During the Commission's investigation, the merging parties contended that none of these concerns were merger specific, and none fell within the scope of the issues the Commission has jurisdiction to investigate in terms of the Act. n its recommendation, the Commission concluded that the proposed transaction would be unlikely to have a negative impact on public interest under the standards required by the Competition Act. However, in order to expedite clearance, AFGRI entered into an agreement with various government ministries, led by the Economic Development Department, under which it agreed to continue to be involved in a number of pre-existing corporate social investment projects. In particular, AFGRI agreed to establish a R90 million fund to be used for the development of emerging subsistence and small-scale farmers; including the provision of loans, the development of training programs and assistance to poultry farmers, as well as a moratorium on any retrenchments occurring as a result of the transaction. AFGRI stressed that this agreement was not intended to address any public interest effects.

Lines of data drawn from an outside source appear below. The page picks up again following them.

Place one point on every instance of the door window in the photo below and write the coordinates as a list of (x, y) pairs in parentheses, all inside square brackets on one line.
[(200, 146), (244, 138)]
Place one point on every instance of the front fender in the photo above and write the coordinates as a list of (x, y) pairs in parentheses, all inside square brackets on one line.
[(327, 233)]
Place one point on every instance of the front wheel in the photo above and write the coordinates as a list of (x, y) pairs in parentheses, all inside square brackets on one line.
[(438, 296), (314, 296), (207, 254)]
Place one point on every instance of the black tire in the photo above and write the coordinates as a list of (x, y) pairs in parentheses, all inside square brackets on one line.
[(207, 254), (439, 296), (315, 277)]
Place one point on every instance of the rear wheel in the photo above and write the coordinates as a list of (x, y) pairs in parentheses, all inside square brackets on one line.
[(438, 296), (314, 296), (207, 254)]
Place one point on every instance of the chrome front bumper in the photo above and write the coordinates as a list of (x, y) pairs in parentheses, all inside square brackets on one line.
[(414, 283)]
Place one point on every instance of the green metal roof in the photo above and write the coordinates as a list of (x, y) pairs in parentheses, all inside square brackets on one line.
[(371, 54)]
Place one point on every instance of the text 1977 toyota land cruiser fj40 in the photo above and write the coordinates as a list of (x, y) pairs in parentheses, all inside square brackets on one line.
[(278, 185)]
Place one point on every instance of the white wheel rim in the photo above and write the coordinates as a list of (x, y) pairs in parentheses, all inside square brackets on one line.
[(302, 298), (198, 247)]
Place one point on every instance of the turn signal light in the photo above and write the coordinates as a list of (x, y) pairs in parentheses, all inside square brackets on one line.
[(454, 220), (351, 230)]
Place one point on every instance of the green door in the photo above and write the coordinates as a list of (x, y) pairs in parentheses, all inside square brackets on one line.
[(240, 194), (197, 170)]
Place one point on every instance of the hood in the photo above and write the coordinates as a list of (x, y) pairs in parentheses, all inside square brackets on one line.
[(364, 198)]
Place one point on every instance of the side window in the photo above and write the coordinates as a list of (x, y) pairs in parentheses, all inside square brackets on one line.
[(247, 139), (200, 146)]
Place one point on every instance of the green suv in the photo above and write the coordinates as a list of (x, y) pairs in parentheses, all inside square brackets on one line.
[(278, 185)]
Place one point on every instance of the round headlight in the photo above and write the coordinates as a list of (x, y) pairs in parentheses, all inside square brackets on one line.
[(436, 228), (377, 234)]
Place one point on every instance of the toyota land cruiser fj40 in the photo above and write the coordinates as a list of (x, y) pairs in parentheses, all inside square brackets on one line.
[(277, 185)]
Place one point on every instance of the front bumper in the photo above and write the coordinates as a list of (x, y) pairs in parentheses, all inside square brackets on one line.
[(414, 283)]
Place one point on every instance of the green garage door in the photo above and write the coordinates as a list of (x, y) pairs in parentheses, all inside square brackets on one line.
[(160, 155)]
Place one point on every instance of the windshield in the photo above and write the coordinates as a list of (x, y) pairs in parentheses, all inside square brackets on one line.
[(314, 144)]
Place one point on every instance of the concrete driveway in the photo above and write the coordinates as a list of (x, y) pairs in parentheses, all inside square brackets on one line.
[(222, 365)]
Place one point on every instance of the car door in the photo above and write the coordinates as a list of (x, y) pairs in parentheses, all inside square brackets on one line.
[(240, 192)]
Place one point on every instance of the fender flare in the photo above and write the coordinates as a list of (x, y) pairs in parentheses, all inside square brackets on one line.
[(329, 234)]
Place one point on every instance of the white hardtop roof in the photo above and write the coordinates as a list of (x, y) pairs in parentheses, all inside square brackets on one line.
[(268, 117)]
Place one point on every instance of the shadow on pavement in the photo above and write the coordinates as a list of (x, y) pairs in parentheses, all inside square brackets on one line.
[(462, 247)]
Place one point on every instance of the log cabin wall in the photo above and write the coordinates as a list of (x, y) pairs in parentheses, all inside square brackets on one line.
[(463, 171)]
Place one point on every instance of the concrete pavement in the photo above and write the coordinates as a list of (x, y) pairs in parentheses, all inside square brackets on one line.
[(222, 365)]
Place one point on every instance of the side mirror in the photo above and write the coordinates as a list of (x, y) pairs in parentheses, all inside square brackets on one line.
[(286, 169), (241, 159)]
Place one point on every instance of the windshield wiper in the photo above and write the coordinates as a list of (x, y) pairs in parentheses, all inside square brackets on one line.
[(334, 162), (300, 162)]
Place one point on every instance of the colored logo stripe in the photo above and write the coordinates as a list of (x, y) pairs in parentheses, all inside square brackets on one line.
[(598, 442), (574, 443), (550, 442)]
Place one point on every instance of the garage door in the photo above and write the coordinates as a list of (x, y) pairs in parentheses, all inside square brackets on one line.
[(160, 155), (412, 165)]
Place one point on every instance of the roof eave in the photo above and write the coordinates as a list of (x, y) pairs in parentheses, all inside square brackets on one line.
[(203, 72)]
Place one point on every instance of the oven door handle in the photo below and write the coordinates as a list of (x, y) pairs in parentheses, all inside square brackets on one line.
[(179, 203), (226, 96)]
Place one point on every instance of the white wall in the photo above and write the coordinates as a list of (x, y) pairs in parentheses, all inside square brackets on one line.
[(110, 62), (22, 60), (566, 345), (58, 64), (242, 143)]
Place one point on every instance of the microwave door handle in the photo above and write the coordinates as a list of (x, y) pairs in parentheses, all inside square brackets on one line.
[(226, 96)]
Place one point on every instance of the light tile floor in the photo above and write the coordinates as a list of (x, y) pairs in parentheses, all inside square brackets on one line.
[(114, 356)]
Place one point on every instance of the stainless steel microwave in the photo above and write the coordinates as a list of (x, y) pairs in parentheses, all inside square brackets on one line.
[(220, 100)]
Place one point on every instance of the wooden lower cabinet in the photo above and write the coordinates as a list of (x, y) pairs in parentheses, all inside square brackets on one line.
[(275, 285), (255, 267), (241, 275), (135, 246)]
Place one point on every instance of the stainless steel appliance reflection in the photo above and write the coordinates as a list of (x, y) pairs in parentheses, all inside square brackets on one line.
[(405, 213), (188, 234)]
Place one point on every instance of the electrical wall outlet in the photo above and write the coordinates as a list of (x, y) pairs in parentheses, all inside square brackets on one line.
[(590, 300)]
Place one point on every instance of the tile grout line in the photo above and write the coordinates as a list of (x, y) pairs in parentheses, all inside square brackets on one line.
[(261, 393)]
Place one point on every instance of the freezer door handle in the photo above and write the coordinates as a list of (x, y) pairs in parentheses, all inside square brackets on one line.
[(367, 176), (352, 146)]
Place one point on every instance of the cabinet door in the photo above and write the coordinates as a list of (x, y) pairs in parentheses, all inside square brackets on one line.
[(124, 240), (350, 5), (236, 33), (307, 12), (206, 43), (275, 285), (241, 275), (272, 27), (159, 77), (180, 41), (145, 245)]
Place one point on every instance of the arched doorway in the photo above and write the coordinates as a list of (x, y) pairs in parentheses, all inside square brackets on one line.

At the hearing, the Competition Tribunal questioned the Commission about the impact of the merger on employment, food security and black economic empowerment, but approved the acquisition subject to the terms of AFGRI's agreement with the ministries.
This South African case illustrates that foreign firms making acquisitions in Africa should give proper consideration to any public interest concerns that the merger may potentially raise, particularly if their transaction may affect employees, or a sector of an African economy which the government regards as strategically important. It is essential to decide at an early stage whether to engage with the government and interested trade unions in order to avoid a protracted investigation. The alternative is to challenge whether the issues being raised fall within the scope of the public interest provisions in the relevant competition legislation and to argue that no conditions should be imposed. However, as the Wal-Mart case in South Africa and Namibia demonstrates, choosing this path comes with the risk of protracted and costly litigation.
Adequate time for these discussions needs to be built into the transaction timetable. Parties who need a swift clearance may be forced to tender conditions which adequately address concerns raised by government or trade unions, even if these are not merger specific.